Mars as seen by the Jurong Rover

Mars appears to have had liquid water on its surface 400,000 years ago, according to images taken by China’s Jurong spacecraft, possibly slowing the snow from melting and turning the dunes into a solid, cracked crust. helped.

There is a lot of evidence that Mars had vast deposits of liquid water at some point in ancient times, but how long this water has persisted, or how much has existed in Mars’ recent past? It is unknown whether there was an amount of

now, Qin Xiaoguang At the Chinese Academy of Sciences in Beijing, his colleagues found fissures, crust, and clumps of particles on the dune crests of the Utopian Plains Mars Planitia, which can only be explained by liquid water 400,000 to 1.4 million years ago. .

“Dunes are a more modern terrain,” Qin says. “It was these crusts on the surface of the dunes that solidified them and made them immobile.”

Given the presence of certain salts in the sand, the team reasoned that water initially fell into the dunes in the form of snow and frost, later melting and mixing with the sand to form hydrated minerals. These minerals clumped together and hardened into place as the water evaporated, forming the cracked crust seen by the rover’s cameras.
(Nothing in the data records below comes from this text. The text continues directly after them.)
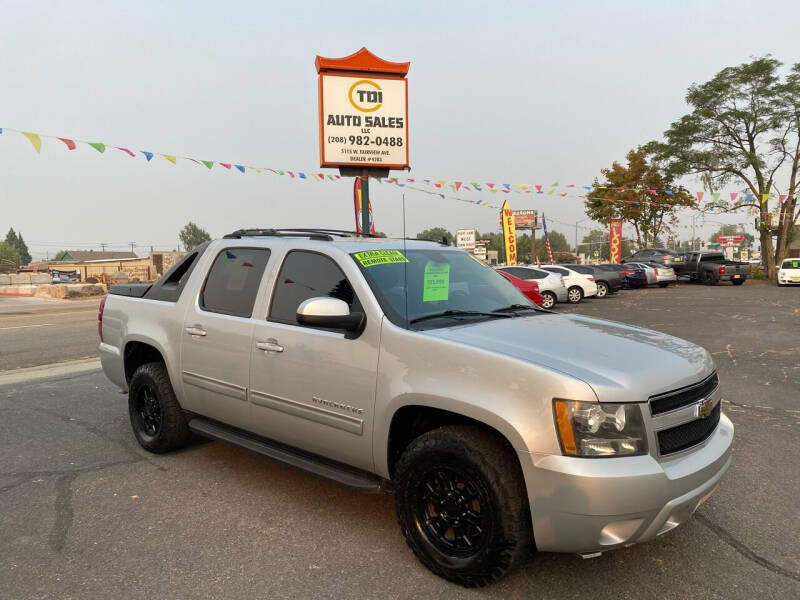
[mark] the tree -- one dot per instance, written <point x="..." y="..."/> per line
<point x="744" y="128"/>
<point x="9" y="257"/>
<point x="436" y="234"/>
<point x="192" y="236"/>
<point x="640" y="193"/>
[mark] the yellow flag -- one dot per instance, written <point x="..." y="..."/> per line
<point x="34" y="139"/>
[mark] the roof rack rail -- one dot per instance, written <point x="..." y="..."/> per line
<point x="314" y="234"/>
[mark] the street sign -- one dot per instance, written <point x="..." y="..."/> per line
<point x="363" y="112"/>
<point x="730" y="238"/>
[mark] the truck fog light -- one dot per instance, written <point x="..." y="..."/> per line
<point x="599" y="430"/>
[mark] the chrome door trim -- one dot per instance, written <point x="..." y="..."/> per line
<point x="346" y="423"/>
<point x="216" y="386"/>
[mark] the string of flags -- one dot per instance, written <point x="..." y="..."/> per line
<point x="443" y="187"/>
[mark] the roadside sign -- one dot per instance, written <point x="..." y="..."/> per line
<point x="363" y="112"/>
<point x="465" y="238"/>
<point x="525" y="219"/>
<point x="723" y="239"/>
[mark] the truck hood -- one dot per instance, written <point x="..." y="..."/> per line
<point x="620" y="362"/>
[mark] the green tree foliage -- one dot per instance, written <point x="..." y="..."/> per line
<point x="9" y="257"/>
<point x="436" y="234"/>
<point x="192" y="236"/>
<point x="744" y="128"/>
<point x="16" y="241"/>
<point x="644" y="203"/>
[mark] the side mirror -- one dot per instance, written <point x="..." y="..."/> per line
<point x="330" y="313"/>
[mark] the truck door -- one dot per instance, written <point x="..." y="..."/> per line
<point x="217" y="336"/>
<point x="314" y="388"/>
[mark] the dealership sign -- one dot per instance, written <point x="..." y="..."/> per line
<point x="363" y="111"/>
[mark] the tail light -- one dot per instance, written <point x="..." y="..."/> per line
<point x="100" y="317"/>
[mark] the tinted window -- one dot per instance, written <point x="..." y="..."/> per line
<point x="307" y="275"/>
<point x="232" y="283"/>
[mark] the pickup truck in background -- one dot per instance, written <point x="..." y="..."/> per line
<point x="711" y="268"/>
<point x="409" y="367"/>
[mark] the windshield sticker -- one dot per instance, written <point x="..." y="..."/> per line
<point x="437" y="282"/>
<point x="370" y="258"/>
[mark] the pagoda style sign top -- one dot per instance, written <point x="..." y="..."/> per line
<point x="362" y="60"/>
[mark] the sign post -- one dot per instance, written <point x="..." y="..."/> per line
<point x="363" y="118"/>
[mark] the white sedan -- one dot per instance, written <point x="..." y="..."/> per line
<point x="579" y="286"/>
<point x="789" y="272"/>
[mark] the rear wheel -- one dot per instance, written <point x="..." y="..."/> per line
<point x="461" y="504"/>
<point x="574" y="295"/>
<point x="548" y="299"/>
<point x="156" y="417"/>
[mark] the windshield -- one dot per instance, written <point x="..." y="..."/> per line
<point x="439" y="281"/>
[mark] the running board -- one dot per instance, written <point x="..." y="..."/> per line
<point x="356" y="480"/>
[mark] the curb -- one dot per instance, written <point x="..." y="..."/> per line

For cracks formed by water-based cement, the mechanism proposed by Qin and his team is convincing. Matt Balme It was discovered at the Open University in the UK, but it’s still possible that it was formed by another Martian geological mechanism that’s not recognized on Earth, he says.

Given the number of dunes seen on other Mars missions, it might be worth revisiting those images to see if similar features can be found, says Balme.